5. No Third Party Claims

Employee represents and warrants that, to the best of his knowledge, no other person or entity other than Employee is entitled to assert any claims of any kind relating to Employee’s employment, termination of employment, or Employee’s past relationship with the Company.

 

6. Payments to Employee

In consideration of the promises and covenants set forth in this Agreement, and Employee’s compliance with the terms of this Agreement (including, but not limited to, Sections 12 and 13), the Company agrees to pay Employee:

 

  (a) Employee’s current salary through December 31, 2011, less all applicable state and federal payroll deductions, in bi-weekly instalments through the Company’s normal payroll schedule and system, with the exception that from January 1, 2010 through June 30, 2010, the Company will defer payments in compliance with Section 409A of the Internal Revenue Code of 1986, as amended (the “Code”). The full amount of such deferred payments will be due and payable on July 1, 2010.

 

  (b) A lump sum payment of $330,000.00 on July 15, 2010, less all applicable state and federal payroll deductions and withholdings.

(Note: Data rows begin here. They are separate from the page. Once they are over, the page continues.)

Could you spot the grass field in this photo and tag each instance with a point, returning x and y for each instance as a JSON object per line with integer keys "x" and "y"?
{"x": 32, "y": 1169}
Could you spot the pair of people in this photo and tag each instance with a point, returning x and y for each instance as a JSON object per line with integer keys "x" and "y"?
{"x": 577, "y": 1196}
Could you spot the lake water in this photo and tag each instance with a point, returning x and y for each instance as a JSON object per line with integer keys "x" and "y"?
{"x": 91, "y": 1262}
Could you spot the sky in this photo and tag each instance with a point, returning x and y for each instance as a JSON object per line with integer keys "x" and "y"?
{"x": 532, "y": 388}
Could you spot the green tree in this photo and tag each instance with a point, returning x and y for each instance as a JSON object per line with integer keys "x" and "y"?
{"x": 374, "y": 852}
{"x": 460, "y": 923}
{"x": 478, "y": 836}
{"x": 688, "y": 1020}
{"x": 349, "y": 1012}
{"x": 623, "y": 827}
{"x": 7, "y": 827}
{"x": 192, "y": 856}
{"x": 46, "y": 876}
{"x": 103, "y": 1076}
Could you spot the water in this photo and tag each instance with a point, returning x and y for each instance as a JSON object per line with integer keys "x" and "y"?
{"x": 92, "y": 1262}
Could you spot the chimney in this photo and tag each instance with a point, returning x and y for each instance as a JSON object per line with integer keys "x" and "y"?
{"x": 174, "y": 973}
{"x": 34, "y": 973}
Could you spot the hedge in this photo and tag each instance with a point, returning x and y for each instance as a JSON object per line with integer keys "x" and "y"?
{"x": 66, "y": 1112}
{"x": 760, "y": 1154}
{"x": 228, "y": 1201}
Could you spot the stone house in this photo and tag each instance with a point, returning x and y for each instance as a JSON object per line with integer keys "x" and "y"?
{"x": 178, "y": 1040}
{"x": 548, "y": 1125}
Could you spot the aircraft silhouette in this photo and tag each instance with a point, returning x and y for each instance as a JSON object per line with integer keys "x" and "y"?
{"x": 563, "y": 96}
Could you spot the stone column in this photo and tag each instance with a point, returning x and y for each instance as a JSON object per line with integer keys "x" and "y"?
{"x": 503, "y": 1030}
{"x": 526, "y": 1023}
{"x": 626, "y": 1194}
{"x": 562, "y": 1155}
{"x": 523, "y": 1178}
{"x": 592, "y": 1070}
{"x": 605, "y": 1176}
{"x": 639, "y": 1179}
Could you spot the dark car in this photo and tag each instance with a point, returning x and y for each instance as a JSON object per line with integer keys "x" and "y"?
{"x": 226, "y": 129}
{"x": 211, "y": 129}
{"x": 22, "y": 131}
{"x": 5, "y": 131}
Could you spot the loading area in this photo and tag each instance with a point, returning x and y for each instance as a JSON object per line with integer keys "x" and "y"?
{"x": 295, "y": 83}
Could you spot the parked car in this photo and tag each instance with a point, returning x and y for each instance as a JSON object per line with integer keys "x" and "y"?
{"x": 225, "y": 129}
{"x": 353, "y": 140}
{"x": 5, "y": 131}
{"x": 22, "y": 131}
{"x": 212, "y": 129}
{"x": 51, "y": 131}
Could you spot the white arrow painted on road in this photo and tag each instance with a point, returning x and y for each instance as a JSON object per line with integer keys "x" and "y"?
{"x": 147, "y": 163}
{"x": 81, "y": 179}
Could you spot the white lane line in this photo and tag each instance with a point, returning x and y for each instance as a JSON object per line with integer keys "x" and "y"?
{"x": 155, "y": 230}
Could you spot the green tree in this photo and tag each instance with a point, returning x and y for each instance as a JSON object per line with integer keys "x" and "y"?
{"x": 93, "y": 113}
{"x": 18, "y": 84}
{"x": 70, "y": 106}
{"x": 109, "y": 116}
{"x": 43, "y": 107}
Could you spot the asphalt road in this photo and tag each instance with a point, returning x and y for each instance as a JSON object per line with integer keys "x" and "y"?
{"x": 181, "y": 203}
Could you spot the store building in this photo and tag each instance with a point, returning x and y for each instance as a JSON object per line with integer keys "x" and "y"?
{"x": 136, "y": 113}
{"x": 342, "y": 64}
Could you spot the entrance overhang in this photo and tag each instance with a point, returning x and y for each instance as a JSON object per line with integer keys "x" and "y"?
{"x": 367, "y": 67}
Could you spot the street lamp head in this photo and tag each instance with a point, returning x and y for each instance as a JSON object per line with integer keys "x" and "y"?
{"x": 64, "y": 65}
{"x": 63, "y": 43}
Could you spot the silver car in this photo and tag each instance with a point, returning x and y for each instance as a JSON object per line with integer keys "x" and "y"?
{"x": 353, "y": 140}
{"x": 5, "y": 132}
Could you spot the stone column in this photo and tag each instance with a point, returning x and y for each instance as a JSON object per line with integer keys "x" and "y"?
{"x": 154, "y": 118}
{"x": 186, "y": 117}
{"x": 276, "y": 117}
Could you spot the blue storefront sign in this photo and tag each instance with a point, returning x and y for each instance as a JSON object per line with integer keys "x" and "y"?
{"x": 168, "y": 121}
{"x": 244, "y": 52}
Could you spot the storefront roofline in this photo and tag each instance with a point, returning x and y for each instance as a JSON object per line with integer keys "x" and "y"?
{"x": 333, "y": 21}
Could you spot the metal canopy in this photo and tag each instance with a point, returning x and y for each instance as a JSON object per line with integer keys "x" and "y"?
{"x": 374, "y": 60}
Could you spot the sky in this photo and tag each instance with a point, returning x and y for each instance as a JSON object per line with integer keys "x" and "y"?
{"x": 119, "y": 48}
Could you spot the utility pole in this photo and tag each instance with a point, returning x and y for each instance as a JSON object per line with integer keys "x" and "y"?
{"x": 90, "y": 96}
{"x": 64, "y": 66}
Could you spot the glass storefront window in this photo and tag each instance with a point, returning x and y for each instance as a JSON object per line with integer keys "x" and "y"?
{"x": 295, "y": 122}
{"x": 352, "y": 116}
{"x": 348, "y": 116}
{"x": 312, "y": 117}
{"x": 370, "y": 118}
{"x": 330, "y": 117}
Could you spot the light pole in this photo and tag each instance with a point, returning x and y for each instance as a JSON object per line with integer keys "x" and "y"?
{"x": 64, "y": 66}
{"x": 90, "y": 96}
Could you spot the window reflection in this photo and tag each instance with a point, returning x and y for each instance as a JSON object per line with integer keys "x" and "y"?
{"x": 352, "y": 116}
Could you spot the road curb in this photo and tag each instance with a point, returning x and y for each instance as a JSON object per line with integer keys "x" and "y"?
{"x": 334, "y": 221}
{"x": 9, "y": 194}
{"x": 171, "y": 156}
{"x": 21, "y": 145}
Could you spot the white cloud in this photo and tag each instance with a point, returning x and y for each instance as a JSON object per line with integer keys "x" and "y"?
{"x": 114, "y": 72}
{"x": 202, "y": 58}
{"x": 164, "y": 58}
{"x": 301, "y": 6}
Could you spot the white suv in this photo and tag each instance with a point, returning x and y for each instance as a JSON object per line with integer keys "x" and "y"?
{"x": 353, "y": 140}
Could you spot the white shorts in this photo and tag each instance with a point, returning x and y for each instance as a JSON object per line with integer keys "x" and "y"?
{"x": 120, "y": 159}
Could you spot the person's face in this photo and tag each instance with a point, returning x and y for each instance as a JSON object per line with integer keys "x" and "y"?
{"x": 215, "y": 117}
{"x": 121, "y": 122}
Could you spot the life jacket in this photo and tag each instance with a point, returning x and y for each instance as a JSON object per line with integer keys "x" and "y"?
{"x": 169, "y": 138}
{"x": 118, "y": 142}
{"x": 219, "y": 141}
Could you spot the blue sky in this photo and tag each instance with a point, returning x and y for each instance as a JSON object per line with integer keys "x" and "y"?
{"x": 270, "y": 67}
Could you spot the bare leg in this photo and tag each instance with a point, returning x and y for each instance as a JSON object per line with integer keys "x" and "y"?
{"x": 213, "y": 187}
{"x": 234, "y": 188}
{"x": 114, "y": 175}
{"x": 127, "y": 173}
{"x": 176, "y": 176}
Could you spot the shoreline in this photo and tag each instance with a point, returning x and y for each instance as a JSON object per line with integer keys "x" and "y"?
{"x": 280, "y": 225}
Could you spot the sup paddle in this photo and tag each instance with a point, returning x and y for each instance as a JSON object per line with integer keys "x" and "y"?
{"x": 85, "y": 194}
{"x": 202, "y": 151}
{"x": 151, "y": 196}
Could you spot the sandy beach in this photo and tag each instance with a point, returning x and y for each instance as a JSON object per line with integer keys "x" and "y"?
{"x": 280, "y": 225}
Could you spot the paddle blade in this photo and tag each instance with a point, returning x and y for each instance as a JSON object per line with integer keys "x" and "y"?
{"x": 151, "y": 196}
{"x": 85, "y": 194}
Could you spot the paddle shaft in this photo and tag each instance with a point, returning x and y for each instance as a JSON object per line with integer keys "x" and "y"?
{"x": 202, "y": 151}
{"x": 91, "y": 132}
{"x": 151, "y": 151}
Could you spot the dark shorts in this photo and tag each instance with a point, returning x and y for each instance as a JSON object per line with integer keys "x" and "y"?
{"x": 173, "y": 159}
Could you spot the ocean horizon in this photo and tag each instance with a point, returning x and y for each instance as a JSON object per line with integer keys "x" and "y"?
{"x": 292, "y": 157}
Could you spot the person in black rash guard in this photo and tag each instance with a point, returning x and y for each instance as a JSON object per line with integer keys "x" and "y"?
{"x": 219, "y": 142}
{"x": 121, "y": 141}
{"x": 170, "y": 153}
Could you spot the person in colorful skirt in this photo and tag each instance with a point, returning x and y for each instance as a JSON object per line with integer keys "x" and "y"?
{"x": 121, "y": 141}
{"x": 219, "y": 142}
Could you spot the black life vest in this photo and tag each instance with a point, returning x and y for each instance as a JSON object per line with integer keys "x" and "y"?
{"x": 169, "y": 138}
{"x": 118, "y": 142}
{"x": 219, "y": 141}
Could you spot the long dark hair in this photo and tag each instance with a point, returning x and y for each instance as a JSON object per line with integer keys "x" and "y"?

Employee acknowledges and agrees that he is not entitled to, and will not receive, any incentive compensation for 2009 and that all unvested restricted stock units held by Employee under the Markel Corporation Omnibus Incentive Plan will be forfeited under the terms of the restricted stock unit awards upon termination of his employment. 1,238 restricted stock units, which have vested, but receipt of which has been deferred until January 1, 2012, and 1,087 restricted stock units, which have vested, but receipt of which has been deferred until January 1, 2013, are not affected by this Agreement.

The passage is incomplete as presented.